Einde inhoudsopgave
Richtsnoeren voor staatssteun in de landbouw- en de bosbouwsector en in plattelandsgebieden
2.1.6 Steun voor investeringen in infrastructuur voor de ontwikkeling, modernisering of aanpassing van de bosbouw
Geldend
Geldend vanaf 01-01-2023
- Redactionele toelichting
De datum van afkondiging is de datum van het Publicatieblad.
- Bronpublicatie:
21-12-2022, PbEU 2022, C 485 (uitgifte: 21-12-2022, regelingnummer: 2022/C 485/01)
- Inwerkingtreding
01-01-2023
- Bronpublicatie inwerkingtreding:
21-12-2022, PbEU 2022, C 485 (uitgifte: 21-12-2022, regelingnummer: 2022/C 485/01)
- Vakgebied(en)
Staatssteun (V)
(531)
De Commissie zal steun voor investeringen in infrastructuur voor de ontwikkeling, modernisering of aanpassing van de bosbouw aanmerken als verenigbaar met de interne markt op grond van artikel 107, lid 3, punt c), van het Verdrag als die steun in overeenstemming is met deel I, hoofdstuk 3, van deze richtsnoeren en met de in deze afdeling vermelde voorwaarden.

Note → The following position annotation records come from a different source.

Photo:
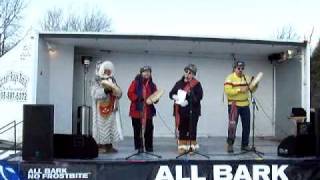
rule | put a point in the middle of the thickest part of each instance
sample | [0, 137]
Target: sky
[251, 19]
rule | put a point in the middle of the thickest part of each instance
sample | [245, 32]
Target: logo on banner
[56, 173]
[26, 51]
[13, 87]
[7, 172]
[226, 172]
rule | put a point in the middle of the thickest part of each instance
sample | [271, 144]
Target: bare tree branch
[287, 33]
[10, 16]
[57, 20]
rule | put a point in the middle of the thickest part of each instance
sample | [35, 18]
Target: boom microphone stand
[190, 119]
[254, 107]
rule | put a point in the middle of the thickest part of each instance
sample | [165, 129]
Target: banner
[176, 170]
[18, 82]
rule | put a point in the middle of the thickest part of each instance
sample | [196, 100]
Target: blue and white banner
[18, 82]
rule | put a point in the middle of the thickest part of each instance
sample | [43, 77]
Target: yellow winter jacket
[232, 86]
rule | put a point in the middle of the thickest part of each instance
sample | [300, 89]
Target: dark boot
[101, 149]
[109, 149]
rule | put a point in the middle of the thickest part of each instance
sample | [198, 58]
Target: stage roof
[106, 42]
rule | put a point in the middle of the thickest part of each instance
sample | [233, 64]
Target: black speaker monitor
[37, 142]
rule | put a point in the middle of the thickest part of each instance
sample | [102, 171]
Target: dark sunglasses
[188, 71]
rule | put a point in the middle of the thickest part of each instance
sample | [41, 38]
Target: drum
[106, 84]
[155, 96]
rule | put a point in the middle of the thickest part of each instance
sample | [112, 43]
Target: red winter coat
[137, 100]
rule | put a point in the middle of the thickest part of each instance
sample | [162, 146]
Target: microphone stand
[254, 107]
[189, 134]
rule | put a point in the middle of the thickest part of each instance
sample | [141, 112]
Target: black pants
[186, 127]
[244, 113]
[148, 134]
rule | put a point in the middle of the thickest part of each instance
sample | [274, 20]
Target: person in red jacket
[140, 112]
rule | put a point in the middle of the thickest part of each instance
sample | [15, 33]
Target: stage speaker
[297, 146]
[75, 146]
[37, 138]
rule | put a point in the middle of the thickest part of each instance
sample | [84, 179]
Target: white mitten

In aanmerking komende kosten
(532)
De steun dient voor de financiering van investeringen in materiële en immateriële activa die betrekking hebben op infrastructuur voor de ontwikkeling, modernisering of aanpassing van de bosbouw, met inbegrip van de ontsluiting van bosgrond, ruilverkaveling en bodemverbetering, digitalisering van de bosbouw, de bouw van tijdelijke opslagfaciliteiten en de levering van duurzame energie, energie-efficiëntie, watervoorziening en -besparing en het gebruik van dieren in plaats van machines.
Steunintensiteit
(533)
Voor niet-productieve investeringen, investeringen die uitsluitend gericht zijn op de verbetering van de milieuwaarde van bossen, en investeringen in boswegen die gratis voor het publiek toegankelijk zijn en ten dienste staan van de multifunctionaliteit van het bos, mag de steunintensiteit ten hoogste 100 % van de in aanmerking komende kosten bedragen.
(534)
De steunintensiteit mag ten hoogste 80 % bedragen voor investeringen in de ultraperifere gebieden of de kleinere eilanden in de Egeïsche Zee en voor investeringen die verband houden met een of meer specifieke milieu- en klimaatgerelateerde doelstellingen als bedoeld in artikel 73, lid 4, punt a), i), van Verordening (EU) 2021/2115.
(535)
In alle andere gevallen mag de steunintensiteit ten hoogste 65 % van de in aanmerking komende kosten bedragen.